The "mapping eth1" apparently allows hot-plugged NICs to be brought up when plugged in. I think the iface eth0... brings up the eth0 interface, which ifconfig shows is up but lacking an IPv4 address.

ifconfig shows:
br0 Link encap:Ethernet HWaddr 00:24:1d:14:d8:42
inet addr:192.168.1.17 Bcast:192.168.1.255 Mask:255.255.255.0
inet6 addr: 2002:63f3:ddfd:0:224:1dff:fe14:d842/64 Scope:Global
inet6 addr: fe80::224:1dff:fe14:d842/64 Scope:Link
UP BROADCAST RUNNING MULTICAST MTU:1500 Metric:1
RX packets:3858 errors:0 dropped:0 overruns:0 frame:0
TX packets:3749 errors:0 dropped:0 overruns:0 carrier:0
collisions:0 txqueuelen:0
RX bytes:1989136 (1.8 MiB) TX bytes:540901 (528.2 KiB)

eth0 Link encap:Ethernet HWaddr 00:24:1d:14:d8:42
inet6 addr: fe80::224:1dff:fe14:d842/64 Scope:Link
UP BROADCAST RUNNING MULTICAST MTU:1500 Metric:1
RX packets:3863 errors:0 dropped:0 overruns:0 frame:0
TX packets:3749 errors:0 dropped:0 overruns:0 carrier:0
collisions:0 txqueuelen:1000
RX bytes:2045392 (1.9 MiB) TX bytes:540901 (528.2 KiB)
Interrupt:27 Base address:0x4000

lo Link encap:Local Loopback
inet addr:127.0.0.1 Mask:255.0.0.0
inet6 addr: ::1/128 Scope:Host
UP LOOPBACK RUNNING MTU:16436 Metric:1
RX packets:2874 errors:0 dropped:0 overruns:0 frame:0
TX packets:2874 errors:0 dropped:0 overruns:0 carrier:0
collisions:0 txqueuelen:0
RX bytes:178308 (174.1 KiB) TX bytes:178308 (174.1 KiB)

tap0 Link encap:Ethernet HWaddr de:b0:87:ff:c2:87
inet6 addr: fe80::dcb0:87ff:feff:c287/64 Scope:Link
UP BROADCAST RUNNING MULTICAST MTU:1500 Metric:1
RX packets:0 errors:0 dropped:0 overruns:0 frame:0
TX packets:0 errors:0 dropped:357 overruns:0 carrier:0
collisions:0 txqueuelen:500
RX bytes:0 (0.0 B) TX bytes:0 (0.0 B)

garydale 03-04-2010 12:12 PM

Nevermind. It's started working (again?). I have no idea why but now I have access to the Internet to download program updates, etc..

garydale 03-06-2010 10:37 AM

Quote:

Originally Posted by garydale (Post 3885791)
Nevermind.
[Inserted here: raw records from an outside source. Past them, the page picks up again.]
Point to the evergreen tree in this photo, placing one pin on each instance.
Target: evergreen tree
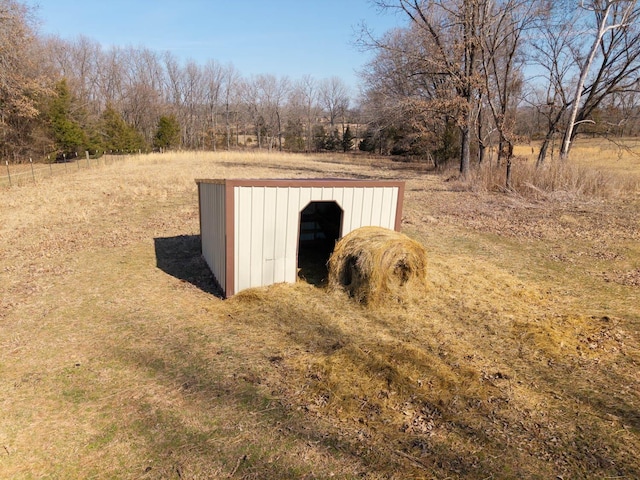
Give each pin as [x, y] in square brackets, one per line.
[117, 135]
[347, 140]
[294, 136]
[68, 135]
[167, 132]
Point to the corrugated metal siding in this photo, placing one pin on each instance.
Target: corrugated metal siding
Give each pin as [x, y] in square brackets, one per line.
[212, 218]
[266, 223]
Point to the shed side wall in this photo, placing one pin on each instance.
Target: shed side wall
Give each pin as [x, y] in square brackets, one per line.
[212, 228]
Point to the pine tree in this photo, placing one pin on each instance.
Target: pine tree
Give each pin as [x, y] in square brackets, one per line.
[347, 140]
[117, 135]
[68, 135]
[167, 132]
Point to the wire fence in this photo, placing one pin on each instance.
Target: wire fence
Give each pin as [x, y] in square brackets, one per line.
[18, 174]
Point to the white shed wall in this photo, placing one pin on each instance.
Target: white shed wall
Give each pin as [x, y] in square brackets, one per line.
[266, 223]
[212, 228]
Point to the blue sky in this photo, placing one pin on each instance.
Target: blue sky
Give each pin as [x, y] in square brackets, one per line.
[279, 37]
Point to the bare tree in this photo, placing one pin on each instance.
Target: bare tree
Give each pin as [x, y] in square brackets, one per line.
[333, 97]
[505, 24]
[448, 34]
[616, 36]
[21, 83]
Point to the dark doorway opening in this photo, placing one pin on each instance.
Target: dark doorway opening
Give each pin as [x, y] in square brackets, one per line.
[320, 228]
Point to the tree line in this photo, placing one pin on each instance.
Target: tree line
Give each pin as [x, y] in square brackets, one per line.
[464, 75]
[460, 80]
[59, 97]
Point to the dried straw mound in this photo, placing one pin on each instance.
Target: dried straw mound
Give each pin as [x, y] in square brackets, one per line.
[377, 266]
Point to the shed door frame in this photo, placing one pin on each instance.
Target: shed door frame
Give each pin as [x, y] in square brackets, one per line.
[316, 237]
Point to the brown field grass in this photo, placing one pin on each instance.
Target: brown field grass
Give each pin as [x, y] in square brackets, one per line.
[117, 361]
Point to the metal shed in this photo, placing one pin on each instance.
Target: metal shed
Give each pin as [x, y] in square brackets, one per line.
[260, 232]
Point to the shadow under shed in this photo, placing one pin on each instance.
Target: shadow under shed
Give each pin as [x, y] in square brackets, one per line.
[181, 258]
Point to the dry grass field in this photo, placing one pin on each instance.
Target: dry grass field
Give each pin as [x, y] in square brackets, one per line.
[117, 360]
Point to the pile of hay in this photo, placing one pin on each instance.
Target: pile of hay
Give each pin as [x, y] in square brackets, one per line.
[377, 266]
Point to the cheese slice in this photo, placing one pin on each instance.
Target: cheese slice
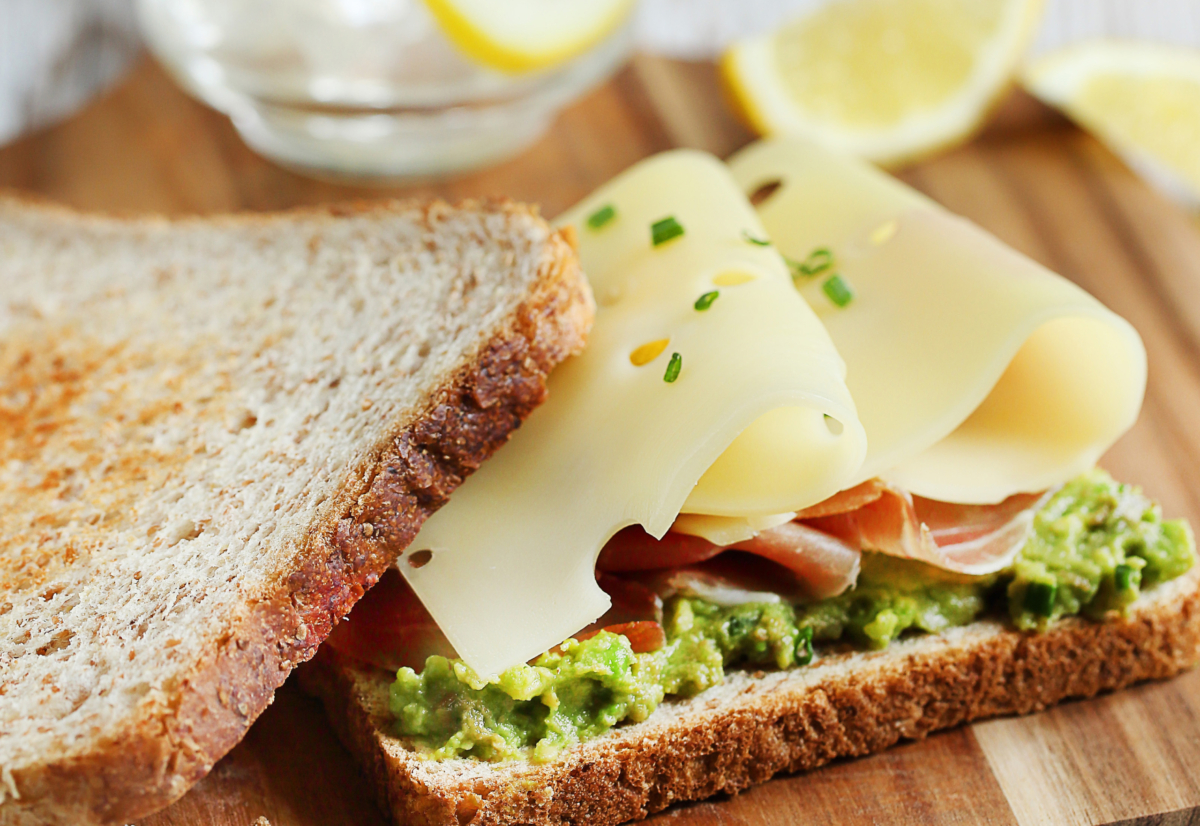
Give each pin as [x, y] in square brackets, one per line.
[757, 422]
[977, 372]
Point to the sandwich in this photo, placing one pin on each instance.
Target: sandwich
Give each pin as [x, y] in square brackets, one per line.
[823, 479]
[216, 434]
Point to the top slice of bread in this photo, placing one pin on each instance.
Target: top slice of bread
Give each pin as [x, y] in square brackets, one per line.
[214, 436]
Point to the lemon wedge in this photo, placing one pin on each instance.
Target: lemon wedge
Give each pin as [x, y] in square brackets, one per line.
[527, 35]
[886, 79]
[1141, 99]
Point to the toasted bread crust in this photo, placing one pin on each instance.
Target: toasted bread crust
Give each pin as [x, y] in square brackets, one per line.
[757, 725]
[384, 503]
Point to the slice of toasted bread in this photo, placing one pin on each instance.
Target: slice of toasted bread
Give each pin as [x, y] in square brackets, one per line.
[214, 436]
[754, 726]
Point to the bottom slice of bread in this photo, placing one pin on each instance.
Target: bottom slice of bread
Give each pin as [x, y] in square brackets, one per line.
[756, 725]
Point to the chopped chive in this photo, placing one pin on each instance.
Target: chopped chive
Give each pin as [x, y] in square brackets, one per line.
[601, 216]
[673, 366]
[838, 291]
[817, 262]
[1126, 578]
[665, 229]
[804, 652]
[1039, 598]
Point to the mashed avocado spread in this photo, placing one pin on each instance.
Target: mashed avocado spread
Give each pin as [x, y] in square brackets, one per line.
[1093, 546]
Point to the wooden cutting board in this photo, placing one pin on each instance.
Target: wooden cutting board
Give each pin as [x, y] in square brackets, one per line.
[1032, 179]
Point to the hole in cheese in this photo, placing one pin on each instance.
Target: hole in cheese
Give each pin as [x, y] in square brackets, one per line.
[762, 193]
[732, 279]
[648, 352]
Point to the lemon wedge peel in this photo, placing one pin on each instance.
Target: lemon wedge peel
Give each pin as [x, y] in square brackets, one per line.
[1140, 99]
[888, 130]
[520, 36]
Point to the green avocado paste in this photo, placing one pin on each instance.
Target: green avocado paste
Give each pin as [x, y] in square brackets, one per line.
[1095, 545]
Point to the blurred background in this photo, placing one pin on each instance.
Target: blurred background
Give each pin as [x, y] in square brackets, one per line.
[387, 90]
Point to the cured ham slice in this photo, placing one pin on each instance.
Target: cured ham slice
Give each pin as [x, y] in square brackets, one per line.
[852, 498]
[967, 539]
[823, 563]
[389, 628]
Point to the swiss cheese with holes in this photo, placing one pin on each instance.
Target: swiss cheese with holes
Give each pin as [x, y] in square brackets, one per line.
[977, 372]
[730, 405]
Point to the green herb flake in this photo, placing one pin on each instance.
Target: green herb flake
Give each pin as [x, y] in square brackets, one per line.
[838, 291]
[673, 366]
[817, 262]
[601, 216]
[665, 231]
[1039, 598]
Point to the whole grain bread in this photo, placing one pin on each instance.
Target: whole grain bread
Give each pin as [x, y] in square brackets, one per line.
[214, 436]
[756, 725]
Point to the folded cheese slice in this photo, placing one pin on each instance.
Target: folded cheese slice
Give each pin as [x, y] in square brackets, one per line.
[757, 420]
[977, 372]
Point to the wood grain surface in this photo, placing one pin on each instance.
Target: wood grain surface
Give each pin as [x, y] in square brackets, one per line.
[1031, 178]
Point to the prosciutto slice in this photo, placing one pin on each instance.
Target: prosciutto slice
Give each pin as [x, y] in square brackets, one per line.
[825, 564]
[964, 538]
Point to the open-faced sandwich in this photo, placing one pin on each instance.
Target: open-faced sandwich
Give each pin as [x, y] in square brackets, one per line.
[822, 479]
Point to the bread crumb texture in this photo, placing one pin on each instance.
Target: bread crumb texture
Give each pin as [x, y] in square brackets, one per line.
[214, 435]
[756, 725]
It's started working (again?). I have no idea why but now I have access to the Internet to download program updates, etc..

And now it's stopped working. I didn't do anything in between - not even a reboot. I may have restart the virtual machine - that's the only thing I can think of. I'll do some more testing and report back.
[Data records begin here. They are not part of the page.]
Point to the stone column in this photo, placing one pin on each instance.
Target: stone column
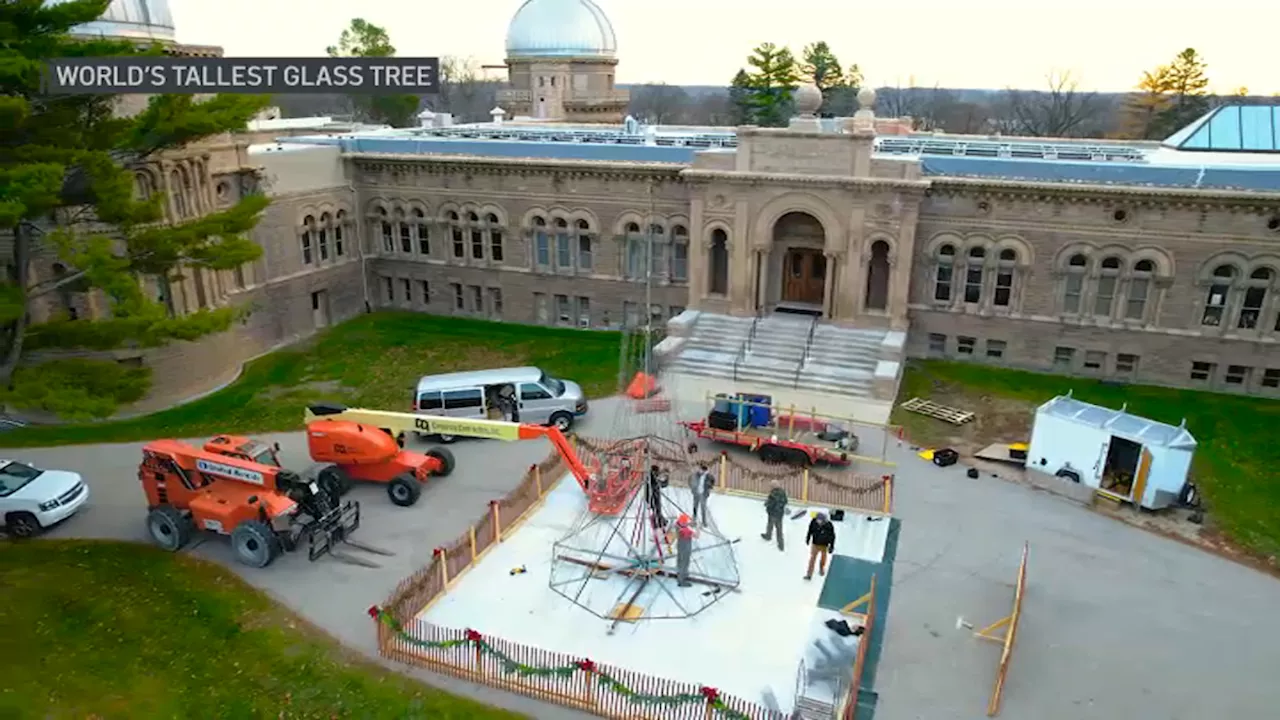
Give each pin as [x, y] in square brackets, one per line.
[828, 286]
[699, 249]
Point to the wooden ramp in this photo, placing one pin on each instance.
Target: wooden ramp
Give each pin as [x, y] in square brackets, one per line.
[940, 411]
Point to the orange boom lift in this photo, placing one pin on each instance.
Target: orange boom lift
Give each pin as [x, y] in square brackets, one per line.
[608, 487]
[265, 509]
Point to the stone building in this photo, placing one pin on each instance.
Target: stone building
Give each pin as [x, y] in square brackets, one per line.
[807, 261]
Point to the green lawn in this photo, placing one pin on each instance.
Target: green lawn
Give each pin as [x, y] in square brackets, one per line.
[104, 629]
[373, 361]
[1237, 464]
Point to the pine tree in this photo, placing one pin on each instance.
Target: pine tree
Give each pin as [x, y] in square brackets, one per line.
[366, 40]
[67, 188]
[772, 83]
[740, 99]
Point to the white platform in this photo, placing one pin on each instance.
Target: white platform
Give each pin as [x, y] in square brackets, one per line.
[749, 642]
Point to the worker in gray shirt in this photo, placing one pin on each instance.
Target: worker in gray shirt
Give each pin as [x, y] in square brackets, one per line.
[700, 486]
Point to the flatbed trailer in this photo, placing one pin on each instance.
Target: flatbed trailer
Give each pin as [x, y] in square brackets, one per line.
[801, 449]
[796, 438]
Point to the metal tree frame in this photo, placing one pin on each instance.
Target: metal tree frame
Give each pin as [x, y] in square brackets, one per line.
[635, 550]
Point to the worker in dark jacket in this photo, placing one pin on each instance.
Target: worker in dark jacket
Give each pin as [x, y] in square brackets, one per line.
[821, 541]
[775, 507]
[653, 496]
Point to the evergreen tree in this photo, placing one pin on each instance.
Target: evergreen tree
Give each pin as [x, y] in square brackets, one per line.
[1169, 98]
[772, 83]
[67, 188]
[366, 40]
[740, 99]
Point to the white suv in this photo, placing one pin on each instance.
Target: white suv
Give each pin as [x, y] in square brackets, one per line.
[32, 500]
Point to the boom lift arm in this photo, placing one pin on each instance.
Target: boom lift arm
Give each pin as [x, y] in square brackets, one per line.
[397, 424]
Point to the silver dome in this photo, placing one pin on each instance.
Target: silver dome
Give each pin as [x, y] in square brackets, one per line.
[141, 19]
[561, 28]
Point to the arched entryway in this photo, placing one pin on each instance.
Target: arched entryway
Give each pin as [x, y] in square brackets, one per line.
[799, 260]
[877, 277]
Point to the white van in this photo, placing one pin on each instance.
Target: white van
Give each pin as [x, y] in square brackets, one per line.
[539, 397]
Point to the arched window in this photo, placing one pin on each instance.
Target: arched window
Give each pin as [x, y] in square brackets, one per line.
[388, 232]
[718, 265]
[542, 244]
[1255, 297]
[179, 203]
[657, 245]
[1109, 277]
[142, 186]
[339, 231]
[323, 236]
[423, 231]
[877, 277]
[1139, 287]
[476, 236]
[496, 246]
[563, 246]
[944, 276]
[1074, 287]
[460, 244]
[679, 254]
[309, 224]
[635, 253]
[973, 276]
[1219, 288]
[584, 246]
[1005, 277]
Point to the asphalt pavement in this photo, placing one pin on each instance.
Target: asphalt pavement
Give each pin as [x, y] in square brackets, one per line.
[1118, 621]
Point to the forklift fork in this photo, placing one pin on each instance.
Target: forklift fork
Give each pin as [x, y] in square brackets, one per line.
[333, 531]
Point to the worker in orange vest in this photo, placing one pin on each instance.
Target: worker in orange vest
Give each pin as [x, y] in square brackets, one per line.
[685, 534]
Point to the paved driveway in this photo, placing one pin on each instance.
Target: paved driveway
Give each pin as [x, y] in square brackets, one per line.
[1118, 623]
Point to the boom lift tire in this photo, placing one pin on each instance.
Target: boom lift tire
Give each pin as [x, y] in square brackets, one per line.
[334, 481]
[403, 490]
[446, 459]
[255, 543]
[169, 528]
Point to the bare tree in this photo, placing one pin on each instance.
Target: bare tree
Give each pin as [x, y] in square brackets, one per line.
[1061, 110]
[464, 91]
[659, 103]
However, if anyone has any ideas on the topic, please share them.

Thanks.

garydale 03-06-2010 12:16 PM

OK, it seems to be unrelated to rebooting my computer. I had Internet connectivity after my previous reboot and starting KVM, but not now. My last reboot of my physical machine and starting my virtual machine did not restore my Internet connection.
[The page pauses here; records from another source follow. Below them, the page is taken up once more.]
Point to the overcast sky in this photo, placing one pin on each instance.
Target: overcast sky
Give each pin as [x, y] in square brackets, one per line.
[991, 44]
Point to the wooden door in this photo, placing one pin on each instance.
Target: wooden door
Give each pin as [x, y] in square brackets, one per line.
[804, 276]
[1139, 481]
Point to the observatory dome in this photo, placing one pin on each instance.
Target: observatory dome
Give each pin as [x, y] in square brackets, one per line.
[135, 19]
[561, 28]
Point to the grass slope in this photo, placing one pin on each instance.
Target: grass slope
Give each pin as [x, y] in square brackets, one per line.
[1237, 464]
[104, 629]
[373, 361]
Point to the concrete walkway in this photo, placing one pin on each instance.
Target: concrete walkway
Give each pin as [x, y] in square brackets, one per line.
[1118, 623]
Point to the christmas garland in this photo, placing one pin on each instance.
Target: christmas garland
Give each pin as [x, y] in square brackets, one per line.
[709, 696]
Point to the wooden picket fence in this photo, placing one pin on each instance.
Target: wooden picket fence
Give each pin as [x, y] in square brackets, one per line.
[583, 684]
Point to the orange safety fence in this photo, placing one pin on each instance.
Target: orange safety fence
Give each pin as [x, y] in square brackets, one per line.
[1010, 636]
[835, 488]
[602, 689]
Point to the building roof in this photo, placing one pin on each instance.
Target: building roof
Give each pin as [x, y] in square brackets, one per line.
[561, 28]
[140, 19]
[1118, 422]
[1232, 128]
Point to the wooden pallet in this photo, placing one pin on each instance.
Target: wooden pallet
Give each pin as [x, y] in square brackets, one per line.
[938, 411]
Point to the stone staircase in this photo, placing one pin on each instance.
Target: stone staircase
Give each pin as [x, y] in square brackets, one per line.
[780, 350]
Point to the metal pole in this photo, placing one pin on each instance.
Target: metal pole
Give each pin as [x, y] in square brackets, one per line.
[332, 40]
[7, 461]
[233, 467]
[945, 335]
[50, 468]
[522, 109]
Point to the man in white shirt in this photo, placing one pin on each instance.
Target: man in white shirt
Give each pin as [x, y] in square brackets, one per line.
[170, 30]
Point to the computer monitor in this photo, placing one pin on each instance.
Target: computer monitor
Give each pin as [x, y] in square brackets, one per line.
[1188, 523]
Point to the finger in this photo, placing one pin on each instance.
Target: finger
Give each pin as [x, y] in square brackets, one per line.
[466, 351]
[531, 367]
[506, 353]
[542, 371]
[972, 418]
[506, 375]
It also doesn't seem to a DNS issue. I can connect to my router via it's IP address but not to my Samba or CUPS servers via their IP address and port numbers.

I'm confused as to why I had Internet connectivity a couple of days ago but not now. I didn't change anything on my networking or virtual machine settings.